Tagged information14 February 2006
Steve Anglea and Rich Townsend describe the use of passive integrated transponder tags to determine juvenile and adult salmonid survival and passage characteristics in the Columbia river basin
Determining juvenile and adult survival and passage characteristics of anadromous and resident salmonids is a major component of efforts directed towards recovering threatened and/or endangered fish populations in the Pacific Northwest region of the US. Historically, researchers identified groups of fish using marks and tags such as freeze-brands, fin clips, and coded wire tags, alone or in combination. Though useful, estimates of survival made using these techniques were typically restricted to a group of animals on an annual basis. Advancements, particularly in micro-processors and battery miniaturisation, have provided today’s researchers with tools that allow monitoring of individuals and determination of survival with greater resolution.

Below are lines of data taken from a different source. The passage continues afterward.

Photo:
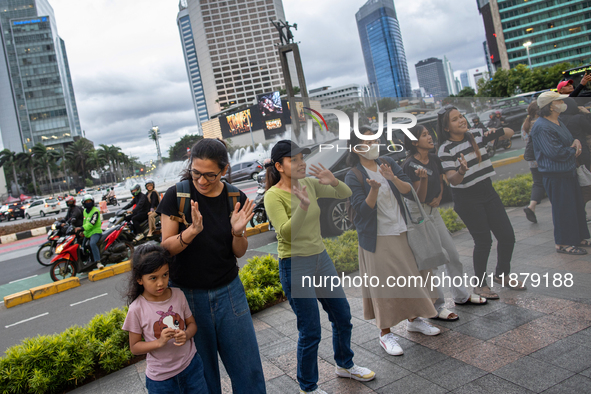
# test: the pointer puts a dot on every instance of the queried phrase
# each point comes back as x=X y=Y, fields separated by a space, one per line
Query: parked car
x=246 y=170
x=43 y=207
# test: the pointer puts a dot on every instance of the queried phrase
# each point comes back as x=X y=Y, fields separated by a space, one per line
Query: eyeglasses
x=210 y=177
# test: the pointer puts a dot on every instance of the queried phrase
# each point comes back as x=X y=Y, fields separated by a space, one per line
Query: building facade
x=431 y=76
x=383 y=49
x=37 y=102
x=230 y=51
x=559 y=31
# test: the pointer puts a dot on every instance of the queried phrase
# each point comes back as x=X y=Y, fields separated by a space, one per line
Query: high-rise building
x=559 y=31
x=449 y=76
x=37 y=102
x=431 y=76
x=230 y=51
x=383 y=49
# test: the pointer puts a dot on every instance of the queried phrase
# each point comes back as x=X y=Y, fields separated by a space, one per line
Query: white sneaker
x=356 y=372
x=419 y=325
x=390 y=345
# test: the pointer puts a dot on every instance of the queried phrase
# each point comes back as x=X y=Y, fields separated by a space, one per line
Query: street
x=21 y=271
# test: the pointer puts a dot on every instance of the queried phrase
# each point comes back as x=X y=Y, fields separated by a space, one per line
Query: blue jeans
x=96 y=254
x=224 y=326
x=308 y=319
x=189 y=381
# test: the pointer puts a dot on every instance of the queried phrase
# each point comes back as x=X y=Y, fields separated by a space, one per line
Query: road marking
x=89 y=299
x=18 y=280
x=26 y=320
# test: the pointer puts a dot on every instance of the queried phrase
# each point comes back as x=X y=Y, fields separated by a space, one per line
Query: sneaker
x=356 y=372
x=390 y=345
x=419 y=325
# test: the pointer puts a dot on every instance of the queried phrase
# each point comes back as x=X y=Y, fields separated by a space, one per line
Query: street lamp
x=527 y=45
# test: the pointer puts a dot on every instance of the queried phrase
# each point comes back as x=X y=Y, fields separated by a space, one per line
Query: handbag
x=584 y=176
x=424 y=239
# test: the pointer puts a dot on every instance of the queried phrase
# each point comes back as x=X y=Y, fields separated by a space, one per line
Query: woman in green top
x=290 y=202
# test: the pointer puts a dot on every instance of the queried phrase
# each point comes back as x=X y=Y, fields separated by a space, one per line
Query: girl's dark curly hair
x=147 y=258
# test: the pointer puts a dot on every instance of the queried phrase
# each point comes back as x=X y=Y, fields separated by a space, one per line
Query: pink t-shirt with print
x=149 y=318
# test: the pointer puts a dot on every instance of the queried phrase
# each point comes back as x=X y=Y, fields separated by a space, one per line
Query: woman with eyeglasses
x=469 y=170
x=206 y=243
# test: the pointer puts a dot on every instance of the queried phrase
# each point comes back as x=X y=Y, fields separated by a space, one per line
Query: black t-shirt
x=434 y=184
x=208 y=262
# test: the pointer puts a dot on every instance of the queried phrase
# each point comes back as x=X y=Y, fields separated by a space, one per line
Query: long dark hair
x=443 y=124
x=212 y=149
x=532 y=113
x=352 y=157
x=147 y=258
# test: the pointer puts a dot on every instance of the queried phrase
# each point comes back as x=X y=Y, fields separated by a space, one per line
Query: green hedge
x=516 y=191
x=260 y=278
x=53 y=363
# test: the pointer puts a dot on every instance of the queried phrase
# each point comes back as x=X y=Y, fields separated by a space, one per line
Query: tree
x=47 y=157
x=28 y=160
x=178 y=151
x=8 y=158
x=78 y=153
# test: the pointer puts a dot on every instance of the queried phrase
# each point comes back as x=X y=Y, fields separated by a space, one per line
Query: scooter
x=54 y=237
x=72 y=258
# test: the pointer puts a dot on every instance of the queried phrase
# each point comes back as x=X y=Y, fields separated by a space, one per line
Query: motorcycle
x=112 y=200
x=72 y=258
x=54 y=237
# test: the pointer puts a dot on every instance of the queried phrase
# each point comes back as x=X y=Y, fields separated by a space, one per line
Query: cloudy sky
x=128 y=69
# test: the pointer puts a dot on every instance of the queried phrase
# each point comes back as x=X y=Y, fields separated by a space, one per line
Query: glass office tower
x=383 y=50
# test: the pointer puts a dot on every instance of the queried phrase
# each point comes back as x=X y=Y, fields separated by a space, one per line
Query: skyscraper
x=558 y=31
x=383 y=49
x=431 y=76
x=230 y=51
x=37 y=102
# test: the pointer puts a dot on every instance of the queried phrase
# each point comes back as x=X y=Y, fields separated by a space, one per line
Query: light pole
x=527 y=45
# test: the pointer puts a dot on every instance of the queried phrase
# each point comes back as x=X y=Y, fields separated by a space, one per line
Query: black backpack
x=183 y=192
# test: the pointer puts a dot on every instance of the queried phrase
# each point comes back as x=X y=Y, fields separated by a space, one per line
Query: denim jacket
x=366 y=218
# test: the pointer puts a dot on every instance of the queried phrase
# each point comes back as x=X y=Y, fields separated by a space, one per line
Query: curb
x=40 y=291
x=504 y=162
x=6 y=239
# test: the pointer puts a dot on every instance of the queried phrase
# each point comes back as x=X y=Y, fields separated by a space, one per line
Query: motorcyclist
x=154 y=200
x=92 y=227
x=140 y=212
x=74 y=213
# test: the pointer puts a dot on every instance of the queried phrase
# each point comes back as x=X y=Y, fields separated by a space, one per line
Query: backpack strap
x=183 y=193
x=233 y=196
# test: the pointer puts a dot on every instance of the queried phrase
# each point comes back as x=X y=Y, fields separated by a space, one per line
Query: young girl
x=161 y=315
x=468 y=169
x=291 y=204
x=428 y=183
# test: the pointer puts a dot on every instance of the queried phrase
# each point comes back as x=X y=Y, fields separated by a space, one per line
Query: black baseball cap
x=286 y=148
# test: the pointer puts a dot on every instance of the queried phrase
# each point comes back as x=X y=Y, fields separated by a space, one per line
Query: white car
x=43 y=207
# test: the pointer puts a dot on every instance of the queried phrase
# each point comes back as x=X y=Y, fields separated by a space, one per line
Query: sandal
x=571 y=250
x=520 y=286
x=486 y=292
x=474 y=299
x=445 y=315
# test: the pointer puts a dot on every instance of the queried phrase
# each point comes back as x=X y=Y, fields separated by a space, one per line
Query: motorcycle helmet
x=135 y=189
x=70 y=201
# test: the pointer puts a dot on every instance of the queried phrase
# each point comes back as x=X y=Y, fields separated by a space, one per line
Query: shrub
x=53 y=363
x=343 y=251
x=516 y=191
x=451 y=219
x=260 y=278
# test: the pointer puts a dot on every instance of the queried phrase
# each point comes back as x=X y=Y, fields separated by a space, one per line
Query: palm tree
x=28 y=160
x=47 y=157
x=8 y=157
x=78 y=153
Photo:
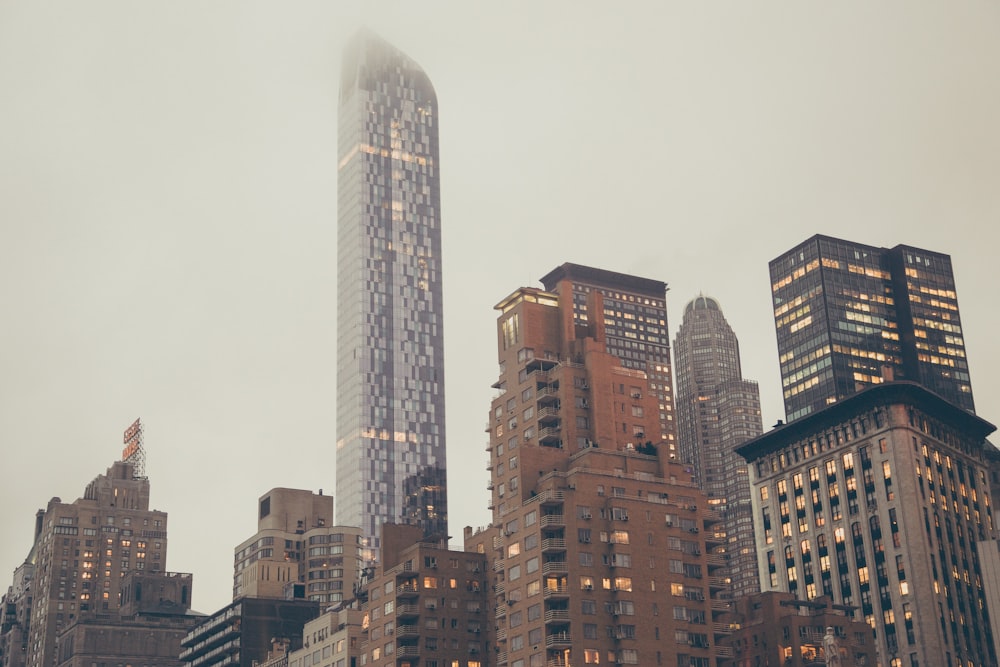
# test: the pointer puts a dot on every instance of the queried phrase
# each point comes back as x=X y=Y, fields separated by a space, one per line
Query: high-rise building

One of these technologies is the Passive Integrated Transponder or PIT tag. The US National Marine Fisheries Service (NMFS) initiated a study in 1983 to evaluate the biological and technical feasibility of implanting PIT tags in salmonids. Prentice et al. (1990) determined that marking fish with PIT tags was both biologically and technically feasible. The use of PIT tags to monitor fish populations has grown so much since the 1980s that hundreds of thousands of juvenile anadromous salmonids are marked each year in the Columbia river basin. The regional desire to monitor fish passage through larger orifices or passage routes at dams has provided the motivation and funding for the latest technology advancements. The US Army Corps of Engineers (USACE) and Bonneville Power Administration (BPA) are working together to design, construct, operate and maintain a PIT tag detector system at the Bonneville dam second power house corner collector. The current configuration comprises an antenna with an opening measuring 5m x 5m.
Passive integrated transponder
A passive integrated transponder (PIT) tag is a radio frequency identification (RFID) device. The tag consists of a small copper coil and an integrated microchip encased in a glass capsule (Figure 1). Each tag is programmed with one of approximately 34 x 109 tag codes. The most common PIT tag used in fisheries application is approximately 2mm x 12.5mm. The RFID system uses a signal transmitted between the microchip and a reading device, such as a ‘scanner’, ‘reader’ or ‘transceiver’. The RFID or electronic identification devices most widely used in fish are passive. Passive integrated transponders have no battery so the microchip remains inactive until passing through an electromagnetic field (EMF) emanating from an antenna or handheld scanner. A current is induced in the tag’s coil when it passes through the EMF providing the power needed to send its unique code back to the transceiver and positively identify the fish. Passive tags are designed to last the life of the fish providing a reliable, long term identification method. PIT tags are typically injected into the body cavity using a 12-gauge hypodermic needle and syringe (Figure 2). Implant location varies depending on the species being studied, animal size and in some cases the behaviour of the fish.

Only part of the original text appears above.